Figure 4. Tcf21 inhibits Tcf21 LC adipogenesis.

(A and B) Schematics of the generation of WT and KO littermate mice (A) and TM treatments and sample collection strategy (B).

(C–F) eVAT weight (C), BW (D), eVAT weight/BW ratio (E), and iSAT weight (F) were obtained. n = 7; paired t test.

(G) eVAT was subjected to whole-mount imaging. Scale bar, 100 μm. (H–L) Adipocytes released from eVAT (H) were analyzed to calculate the fraction of Tcf21 lineage adipocytes (I), their average size (J) and size distribution (L), and the average size of non-Tcf21 lineage adipocytes (K). Scale bar, 100 μm. n = 7; paired t test.

(M) FC measures the density of Tcf21 LCs in eVAT. n = 7; paired t test.

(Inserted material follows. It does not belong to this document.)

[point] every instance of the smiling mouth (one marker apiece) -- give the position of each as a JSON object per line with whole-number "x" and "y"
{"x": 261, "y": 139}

(N and O) Tcf21 LCs and non-Tcf21 LCs sorted from WT and KO littermates at 3 weeks were measured for Tcf21 expression by real-time PCR (N) and induced for adipogenesis, followed by LipidTOX staining (O). Scale bar, 50 μm. n = 4 (N), n = 3 (O); one-way ANOVA. Different letters indicate significant differences (p < 0.05).

(P) The adipogenic efficiency of transplanted WT and KO Tcf21 LCs was quantified. Scale bar, 100 μm. n = 4; unpaired t test.

(Q and R) SVCs isolated from 3-week C57BL/6 mice were transduced with IRES (internal ribosome entry site) -GFP (control, abbreviated as Ctrl) or Tcf21-IRES-GFP (OE) retroviruses, verified for Tcf21 OE by immunocytochemical staining (ICC) (Q), and induced for adipogenesis followed by LipidTOX staining (R). Scale bar, 50 μm.

*p < 0.05, **p < 0.01, ***p < 0.001, ****p < 0.0001. Data are represented as mean with values of littermates connected (C–M and P) or mean ± SEM with individual values plotted (N and R).